POLÍTICA EXTERNA. Diplomacia por Twitter

De todas as promessas que fez na campanha eleitoral de 2016, Donald Trump levou a de “America First” (os EUA em primeiro lugar) ao limite. O lema foi transformado no principal legado de sua política externa: um país alheio ao mundo, isolacionista e desdenhoso em relação aos convênios e organizações que compõem a comunidade internacional, do Acordo do Clima de Paris à Unesco e à Organização Mundial da Saúde. Quatro anos depois de chegar à Casa Branca, parecem poucas as conquistas reais de sua política externa, transformada em diplomacia por Twitter e na base do impulso, com uma pedra no sapato: a guerra comercial com a China, cada vez mais política, com a imposição de sanções a Pequim pela repressão contra os uigures em Xinjiang e contra o movimento pró-democracia em Hong Kong.

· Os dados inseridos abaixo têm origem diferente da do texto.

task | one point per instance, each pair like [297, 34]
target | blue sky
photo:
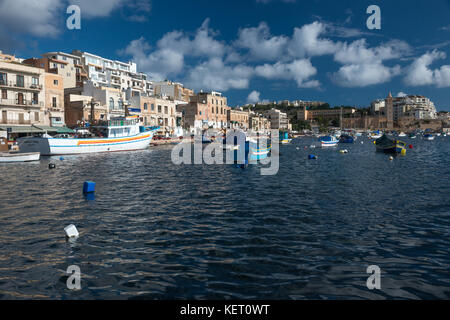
[254, 50]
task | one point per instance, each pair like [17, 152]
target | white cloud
[365, 74]
[306, 41]
[261, 44]
[159, 64]
[253, 97]
[419, 73]
[35, 17]
[214, 74]
[298, 70]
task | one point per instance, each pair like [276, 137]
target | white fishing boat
[118, 134]
[19, 157]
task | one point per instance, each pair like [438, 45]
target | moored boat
[19, 157]
[118, 134]
[386, 145]
[328, 141]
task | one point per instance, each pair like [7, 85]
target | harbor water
[156, 230]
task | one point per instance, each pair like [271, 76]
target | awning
[21, 129]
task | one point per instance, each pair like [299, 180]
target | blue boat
[345, 138]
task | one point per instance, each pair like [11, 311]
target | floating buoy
[88, 187]
[71, 231]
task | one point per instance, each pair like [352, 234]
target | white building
[115, 74]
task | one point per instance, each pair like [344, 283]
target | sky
[254, 50]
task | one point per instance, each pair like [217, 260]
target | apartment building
[216, 114]
[174, 90]
[22, 94]
[66, 65]
[278, 119]
[115, 74]
[237, 119]
[156, 111]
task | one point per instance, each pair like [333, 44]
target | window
[20, 82]
[3, 78]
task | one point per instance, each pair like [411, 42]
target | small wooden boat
[386, 145]
[328, 141]
[19, 157]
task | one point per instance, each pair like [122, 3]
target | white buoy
[71, 231]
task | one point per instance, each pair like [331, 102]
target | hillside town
[60, 91]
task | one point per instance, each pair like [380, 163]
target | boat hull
[19, 157]
[53, 146]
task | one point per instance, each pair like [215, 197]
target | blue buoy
[88, 187]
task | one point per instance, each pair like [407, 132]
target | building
[258, 123]
[22, 95]
[66, 65]
[54, 99]
[327, 114]
[217, 111]
[278, 119]
[195, 115]
[174, 90]
[237, 119]
[115, 74]
[156, 111]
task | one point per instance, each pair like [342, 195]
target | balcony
[21, 103]
[18, 85]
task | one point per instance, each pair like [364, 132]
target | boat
[345, 138]
[19, 157]
[285, 138]
[328, 141]
[386, 145]
[117, 134]
[375, 135]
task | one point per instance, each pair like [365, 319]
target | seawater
[156, 230]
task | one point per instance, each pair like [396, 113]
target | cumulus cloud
[253, 97]
[306, 41]
[261, 44]
[215, 74]
[420, 74]
[298, 70]
[35, 17]
[365, 74]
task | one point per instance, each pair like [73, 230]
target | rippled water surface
[160, 231]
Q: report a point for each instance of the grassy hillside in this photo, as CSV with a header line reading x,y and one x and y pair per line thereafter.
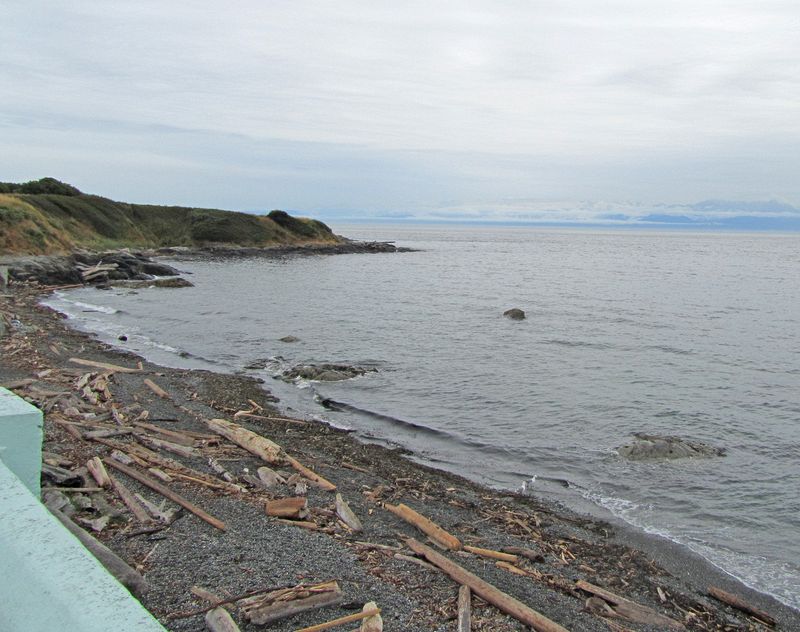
x,y
47,216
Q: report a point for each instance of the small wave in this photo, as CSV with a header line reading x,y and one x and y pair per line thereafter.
x,y
578,343
91,307
668,349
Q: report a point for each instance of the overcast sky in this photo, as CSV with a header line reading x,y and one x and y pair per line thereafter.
x,y
412,106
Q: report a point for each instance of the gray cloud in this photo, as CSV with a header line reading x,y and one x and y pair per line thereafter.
x,y
315,105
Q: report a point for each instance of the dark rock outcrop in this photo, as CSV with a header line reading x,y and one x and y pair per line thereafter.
x,y
514,314
646,447
323,372
89,268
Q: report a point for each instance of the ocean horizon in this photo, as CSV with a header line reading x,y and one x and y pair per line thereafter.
x,y
675,332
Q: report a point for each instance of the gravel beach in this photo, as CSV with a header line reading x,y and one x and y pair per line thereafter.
x,y
258,552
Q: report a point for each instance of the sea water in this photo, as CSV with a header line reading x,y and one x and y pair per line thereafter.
x,y
688,334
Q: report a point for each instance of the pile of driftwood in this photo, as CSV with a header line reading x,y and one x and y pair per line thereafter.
x,y
130,445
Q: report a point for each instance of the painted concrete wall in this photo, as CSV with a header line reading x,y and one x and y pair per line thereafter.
x,y
21,439
49,581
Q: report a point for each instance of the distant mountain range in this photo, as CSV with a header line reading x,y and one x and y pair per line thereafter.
x,y
770,215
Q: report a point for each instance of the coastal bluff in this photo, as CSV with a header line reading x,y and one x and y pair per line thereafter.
x,y
46,216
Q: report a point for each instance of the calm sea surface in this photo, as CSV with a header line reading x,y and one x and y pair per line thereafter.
x,y
691,334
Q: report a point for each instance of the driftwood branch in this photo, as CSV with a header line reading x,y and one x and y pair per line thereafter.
x,y
219,620
131,503
464,609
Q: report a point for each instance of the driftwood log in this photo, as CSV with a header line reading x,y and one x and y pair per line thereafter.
x,y
165,491
280,604
740,604
629,609
254,443
428,527
295,507
112,368
350,618
114,564
219,620
346,514
486,591
495,555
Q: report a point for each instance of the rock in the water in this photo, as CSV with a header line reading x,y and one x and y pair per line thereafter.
x,y
168,282
324,372
514,313
647,447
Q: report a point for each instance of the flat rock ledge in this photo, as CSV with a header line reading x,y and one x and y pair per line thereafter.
x,y
647,447
344,247
515,313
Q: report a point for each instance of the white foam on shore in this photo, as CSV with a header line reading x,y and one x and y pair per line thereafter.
x,y
777,579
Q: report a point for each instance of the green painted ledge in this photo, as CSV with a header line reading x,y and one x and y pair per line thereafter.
x,y
49,581
21,439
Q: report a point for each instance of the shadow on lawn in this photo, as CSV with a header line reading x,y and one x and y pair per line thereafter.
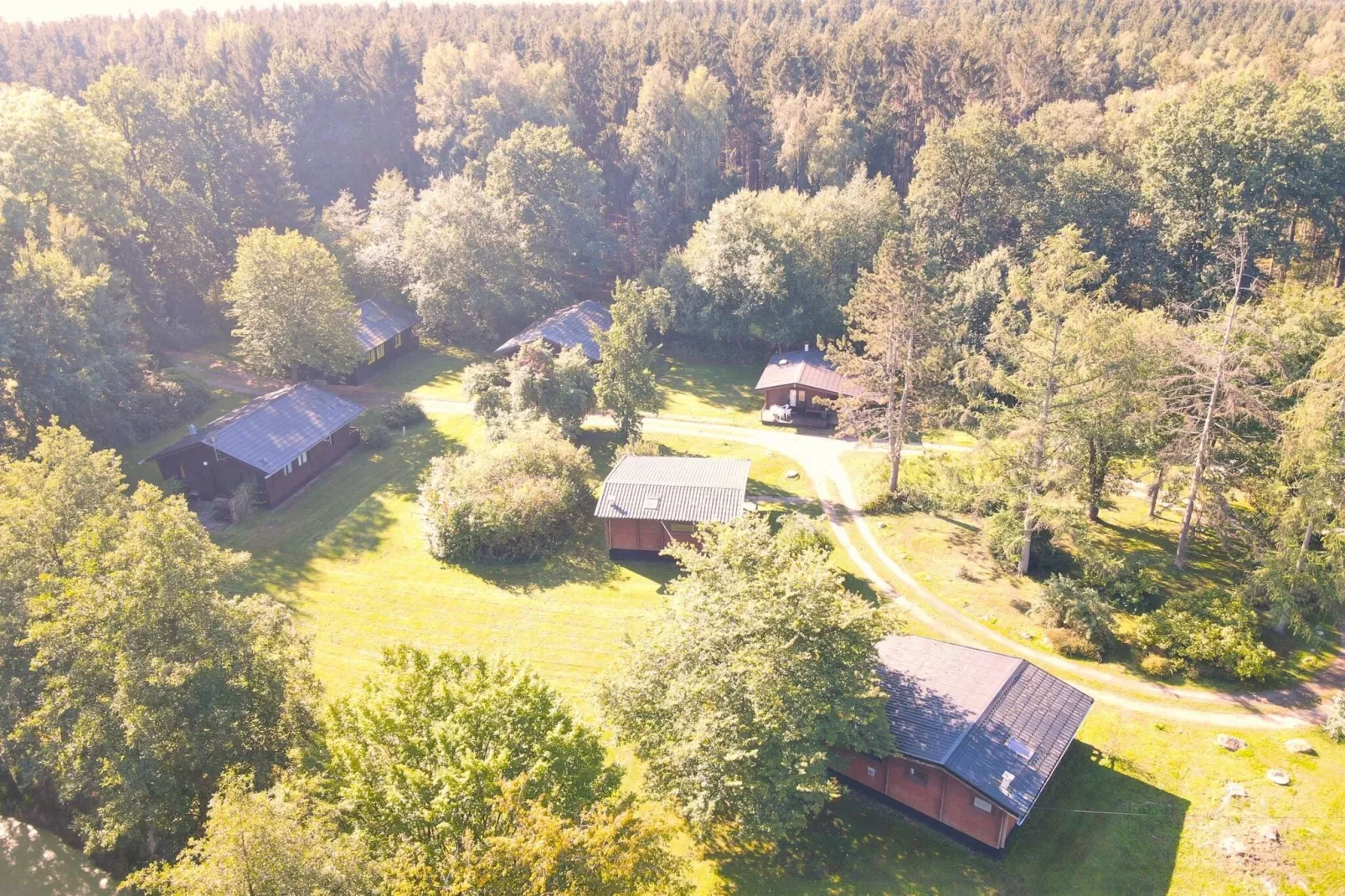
x,y
341,512
1056,852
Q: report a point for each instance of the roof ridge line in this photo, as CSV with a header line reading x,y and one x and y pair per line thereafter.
x,y
989,709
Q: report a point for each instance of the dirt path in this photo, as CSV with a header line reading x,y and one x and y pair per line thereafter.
x,y
821,458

Durante seu mandato, menosprezou a União Europeia, desqualificou a OTAN, caracterizou a ONU como “um clube de pessoas que se reúnem para se divertir” e, em um golpe de efeito com mais resultado midiático do que conteúdo, encenou um princípio de entendimento com o ditador norte-coreano Kim Jong-un. Enquanto isso, mostrava-se ambíguo, ou ambivalente, em relação ao presidente russo, Vladimir Putin, ou olhava para o outro lado diante dos desmandos —como o assassinato do jornalista Jamal Khashoggi— do círculo real saudita.

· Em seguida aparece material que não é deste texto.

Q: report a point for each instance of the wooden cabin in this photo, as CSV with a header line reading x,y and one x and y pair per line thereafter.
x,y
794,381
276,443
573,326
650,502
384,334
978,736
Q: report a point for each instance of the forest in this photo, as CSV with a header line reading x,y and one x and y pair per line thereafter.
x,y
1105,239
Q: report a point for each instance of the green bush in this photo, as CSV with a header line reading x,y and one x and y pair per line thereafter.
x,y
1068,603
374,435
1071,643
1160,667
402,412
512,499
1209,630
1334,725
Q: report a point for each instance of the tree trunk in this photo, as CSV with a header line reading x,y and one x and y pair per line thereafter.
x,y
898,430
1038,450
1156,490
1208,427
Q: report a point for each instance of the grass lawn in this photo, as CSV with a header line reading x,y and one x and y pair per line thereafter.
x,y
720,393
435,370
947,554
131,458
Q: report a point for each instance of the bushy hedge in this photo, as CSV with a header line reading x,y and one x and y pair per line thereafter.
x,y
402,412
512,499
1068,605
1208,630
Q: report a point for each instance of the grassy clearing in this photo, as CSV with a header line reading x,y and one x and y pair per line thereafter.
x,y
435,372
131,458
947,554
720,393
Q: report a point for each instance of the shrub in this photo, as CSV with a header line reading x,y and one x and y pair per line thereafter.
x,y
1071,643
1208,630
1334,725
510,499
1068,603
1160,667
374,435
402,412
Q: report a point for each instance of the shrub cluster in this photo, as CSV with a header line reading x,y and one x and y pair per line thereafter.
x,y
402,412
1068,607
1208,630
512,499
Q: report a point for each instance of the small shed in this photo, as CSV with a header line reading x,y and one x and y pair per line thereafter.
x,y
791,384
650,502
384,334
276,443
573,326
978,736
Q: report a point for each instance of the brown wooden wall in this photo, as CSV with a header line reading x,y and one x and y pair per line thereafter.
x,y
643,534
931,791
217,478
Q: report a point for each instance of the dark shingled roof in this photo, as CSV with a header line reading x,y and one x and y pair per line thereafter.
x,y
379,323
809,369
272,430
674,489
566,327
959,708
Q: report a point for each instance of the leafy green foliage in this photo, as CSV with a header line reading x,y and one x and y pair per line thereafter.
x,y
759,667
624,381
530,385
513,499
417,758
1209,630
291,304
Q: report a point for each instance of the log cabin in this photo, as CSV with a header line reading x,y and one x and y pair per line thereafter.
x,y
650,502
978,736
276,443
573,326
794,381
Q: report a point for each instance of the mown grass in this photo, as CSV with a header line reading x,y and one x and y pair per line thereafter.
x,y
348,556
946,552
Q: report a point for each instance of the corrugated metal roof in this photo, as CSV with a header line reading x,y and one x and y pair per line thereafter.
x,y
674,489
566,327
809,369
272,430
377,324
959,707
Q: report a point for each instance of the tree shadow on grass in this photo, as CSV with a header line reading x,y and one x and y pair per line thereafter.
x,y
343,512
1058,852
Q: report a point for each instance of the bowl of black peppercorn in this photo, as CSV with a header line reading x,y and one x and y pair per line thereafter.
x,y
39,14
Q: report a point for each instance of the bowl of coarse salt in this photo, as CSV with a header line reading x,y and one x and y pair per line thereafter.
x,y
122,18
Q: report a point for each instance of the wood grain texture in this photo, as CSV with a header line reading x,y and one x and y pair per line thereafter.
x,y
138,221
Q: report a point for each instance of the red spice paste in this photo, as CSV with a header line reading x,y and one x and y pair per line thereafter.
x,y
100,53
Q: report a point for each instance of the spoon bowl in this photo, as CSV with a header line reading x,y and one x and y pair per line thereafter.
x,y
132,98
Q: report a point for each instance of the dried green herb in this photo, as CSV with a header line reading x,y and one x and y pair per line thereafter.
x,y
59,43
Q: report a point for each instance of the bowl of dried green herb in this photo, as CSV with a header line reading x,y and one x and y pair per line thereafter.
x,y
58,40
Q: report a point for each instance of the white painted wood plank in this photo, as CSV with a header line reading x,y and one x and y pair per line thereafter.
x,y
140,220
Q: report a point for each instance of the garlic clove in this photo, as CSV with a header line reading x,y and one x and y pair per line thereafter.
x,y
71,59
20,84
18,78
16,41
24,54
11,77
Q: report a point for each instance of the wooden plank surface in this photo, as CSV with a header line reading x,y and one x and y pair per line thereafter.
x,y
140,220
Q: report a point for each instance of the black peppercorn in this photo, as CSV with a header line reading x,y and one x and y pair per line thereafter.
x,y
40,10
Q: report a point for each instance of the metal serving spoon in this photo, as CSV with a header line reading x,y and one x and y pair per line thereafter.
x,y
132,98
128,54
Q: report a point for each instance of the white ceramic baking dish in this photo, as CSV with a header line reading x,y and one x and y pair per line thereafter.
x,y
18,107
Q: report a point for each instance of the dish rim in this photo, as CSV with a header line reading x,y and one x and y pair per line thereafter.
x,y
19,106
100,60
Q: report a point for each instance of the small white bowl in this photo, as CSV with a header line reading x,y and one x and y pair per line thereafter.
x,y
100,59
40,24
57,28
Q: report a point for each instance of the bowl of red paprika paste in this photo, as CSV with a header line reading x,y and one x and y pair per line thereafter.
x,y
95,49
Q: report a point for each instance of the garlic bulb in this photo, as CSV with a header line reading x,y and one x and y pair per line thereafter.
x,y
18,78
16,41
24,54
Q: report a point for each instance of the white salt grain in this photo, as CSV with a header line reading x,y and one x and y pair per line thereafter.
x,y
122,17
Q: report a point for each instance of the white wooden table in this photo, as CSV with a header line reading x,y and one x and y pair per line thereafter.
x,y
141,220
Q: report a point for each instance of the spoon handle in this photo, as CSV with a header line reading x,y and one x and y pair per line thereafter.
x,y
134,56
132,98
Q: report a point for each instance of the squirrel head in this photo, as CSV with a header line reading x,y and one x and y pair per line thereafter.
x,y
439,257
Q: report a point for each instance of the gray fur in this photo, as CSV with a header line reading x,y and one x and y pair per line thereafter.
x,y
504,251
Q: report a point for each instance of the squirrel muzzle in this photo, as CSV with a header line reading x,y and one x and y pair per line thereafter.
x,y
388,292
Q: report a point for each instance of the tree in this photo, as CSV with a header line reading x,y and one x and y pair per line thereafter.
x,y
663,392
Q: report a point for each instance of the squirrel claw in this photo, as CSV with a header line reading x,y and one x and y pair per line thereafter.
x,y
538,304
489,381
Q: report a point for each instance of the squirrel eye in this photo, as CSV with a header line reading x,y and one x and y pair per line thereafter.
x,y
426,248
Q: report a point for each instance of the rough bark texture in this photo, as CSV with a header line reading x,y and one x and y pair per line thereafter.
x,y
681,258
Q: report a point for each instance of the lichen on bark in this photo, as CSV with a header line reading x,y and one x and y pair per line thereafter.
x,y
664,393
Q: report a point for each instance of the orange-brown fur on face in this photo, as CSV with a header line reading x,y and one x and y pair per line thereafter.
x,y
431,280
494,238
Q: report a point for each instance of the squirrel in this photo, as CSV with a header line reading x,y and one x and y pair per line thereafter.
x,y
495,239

Não satisfeito com isso, esteve a ponto de desencadear um conflito de consequências incalculáveis com o Irã, seu inimigo favorito junto com a China, ao ordenar a morte do general Qassem Soleimani, chefe da Guarda Revolucionária, em represália pelos ataques de milícias pró-iranianas às tropas americanas no Iraque. O capítulo relativo à presença dos militares americanos em guerras que, nas palavras de Trump, não são necessárias para os EUA é uma das peças que ele jogou em busca do apoio da opinião pública, ainda com resultados duvidosos, por exemplo, no Afeganistão.

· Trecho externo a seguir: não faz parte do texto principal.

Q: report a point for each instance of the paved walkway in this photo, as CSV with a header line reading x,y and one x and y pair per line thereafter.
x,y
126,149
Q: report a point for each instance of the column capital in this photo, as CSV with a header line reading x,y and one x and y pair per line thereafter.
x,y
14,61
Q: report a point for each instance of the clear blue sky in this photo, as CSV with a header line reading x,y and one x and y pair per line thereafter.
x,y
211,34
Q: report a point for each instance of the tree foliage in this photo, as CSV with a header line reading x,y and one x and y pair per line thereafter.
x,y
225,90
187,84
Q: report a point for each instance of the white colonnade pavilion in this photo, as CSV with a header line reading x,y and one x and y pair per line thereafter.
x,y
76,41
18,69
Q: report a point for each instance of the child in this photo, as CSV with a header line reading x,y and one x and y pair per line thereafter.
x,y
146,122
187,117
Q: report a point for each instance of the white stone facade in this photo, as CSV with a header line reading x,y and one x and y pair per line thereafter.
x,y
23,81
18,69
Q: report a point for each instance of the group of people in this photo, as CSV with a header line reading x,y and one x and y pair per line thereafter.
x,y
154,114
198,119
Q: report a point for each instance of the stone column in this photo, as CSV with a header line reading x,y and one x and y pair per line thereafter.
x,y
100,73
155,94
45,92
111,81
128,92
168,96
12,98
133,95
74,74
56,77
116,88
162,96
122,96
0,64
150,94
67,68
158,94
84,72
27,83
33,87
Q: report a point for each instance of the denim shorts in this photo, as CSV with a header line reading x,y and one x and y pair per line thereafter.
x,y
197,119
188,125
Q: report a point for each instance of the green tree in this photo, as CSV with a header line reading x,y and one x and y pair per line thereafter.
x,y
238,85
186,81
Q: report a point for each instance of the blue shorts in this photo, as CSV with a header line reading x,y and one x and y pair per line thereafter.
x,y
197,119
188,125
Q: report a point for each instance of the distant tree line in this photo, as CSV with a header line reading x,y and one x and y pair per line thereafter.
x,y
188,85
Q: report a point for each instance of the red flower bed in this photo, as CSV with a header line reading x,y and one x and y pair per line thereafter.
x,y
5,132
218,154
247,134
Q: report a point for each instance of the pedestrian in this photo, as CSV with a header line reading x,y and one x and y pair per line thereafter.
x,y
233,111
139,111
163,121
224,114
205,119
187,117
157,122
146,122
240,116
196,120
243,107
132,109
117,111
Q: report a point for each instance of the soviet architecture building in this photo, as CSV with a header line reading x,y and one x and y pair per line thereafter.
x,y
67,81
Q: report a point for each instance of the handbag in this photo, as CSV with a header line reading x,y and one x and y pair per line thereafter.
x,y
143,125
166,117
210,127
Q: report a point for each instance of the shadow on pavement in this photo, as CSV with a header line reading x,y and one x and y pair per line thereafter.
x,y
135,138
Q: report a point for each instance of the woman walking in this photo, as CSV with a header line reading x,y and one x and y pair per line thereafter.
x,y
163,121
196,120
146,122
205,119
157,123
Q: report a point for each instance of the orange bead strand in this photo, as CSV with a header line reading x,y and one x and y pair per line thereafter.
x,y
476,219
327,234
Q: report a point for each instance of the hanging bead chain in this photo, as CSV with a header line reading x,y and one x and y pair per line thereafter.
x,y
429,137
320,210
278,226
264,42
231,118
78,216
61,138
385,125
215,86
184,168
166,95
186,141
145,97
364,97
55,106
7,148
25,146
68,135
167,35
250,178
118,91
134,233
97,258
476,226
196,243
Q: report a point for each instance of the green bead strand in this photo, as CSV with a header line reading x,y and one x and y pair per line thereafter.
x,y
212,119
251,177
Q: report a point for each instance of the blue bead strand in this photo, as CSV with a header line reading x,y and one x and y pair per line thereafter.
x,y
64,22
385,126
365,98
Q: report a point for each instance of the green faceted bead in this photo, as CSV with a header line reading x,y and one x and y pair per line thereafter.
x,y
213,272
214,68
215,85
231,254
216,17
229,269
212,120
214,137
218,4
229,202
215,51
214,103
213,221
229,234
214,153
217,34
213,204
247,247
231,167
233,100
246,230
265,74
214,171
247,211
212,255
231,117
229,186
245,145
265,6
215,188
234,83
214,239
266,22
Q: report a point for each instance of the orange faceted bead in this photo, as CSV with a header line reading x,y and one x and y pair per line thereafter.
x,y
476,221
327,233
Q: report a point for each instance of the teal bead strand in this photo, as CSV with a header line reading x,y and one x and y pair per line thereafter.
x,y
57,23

Nestes quatro anos, Trump desfez o caminho percorrido por seu antecessor, Barack Obama. Retrocedeu no degelo das relações com Cuba —voltando à política de linha dura—, mas principalmente no acordo nuclear com o Irã, do qual Trump retirou os EUA em 2018. A sombra do Irã se projeta a cada passo que a diplomacia trumpista, por meio de seu genro e conselheiro Jared Kushner, dá no Oriente Médio, e principalmente nos recentes acordos entre Israel e Emirados Árabes Unidos e Bahrein, patrocinados por Trump, que pretende tirar proveito eleitoral deles. Chamado com grandiloquência de “acordo do século”, que supostamente deveria resolver décadas de conflito israelense-palestino e só favorece um lado, culminou o alinhamento não dissimulado de Washington com Israel, com marcos simbólicos como a transferência da embaixada para Jerusalém, declarada capital por Trump contra todas as resoluções internacionais. Há algumas conquistas discretas em seu currículo, como o recente acordo econômico entre Sérvia e Kosovo, que Trump comemorou em um tuíte no qual situou o segundo país no Oriente Médio. Mas o papel decididamente proativo de Washington nos Bálcãs não é novo, nem altruísta: obedece à necessidade de se contrapor à entrada triunfal, pela região, da Nova Rota da Seda chinesa na Europa.

Quanto à América Latina, sua política foi tão errática quanto no resto do mundo. Ainda em sua primeira campanha eleitoral, humilhou publicamente o então presidente mexicano Enrique Peña Nieto. Apoiou oficialmente Juan Guaidó, reconhecido por 60 países como presidente interino da Venezuela, mas de modo privado não poupou dúvidas sobre sua liderança. As FARC colombianas e o regime de Nicolás Maduro na Venezuela foram seus alvos favoritos na região, mas a imposição de sucessivas sanções contra a cúpula chavista foi contrabalançada pela falta de uma estratégia coerente.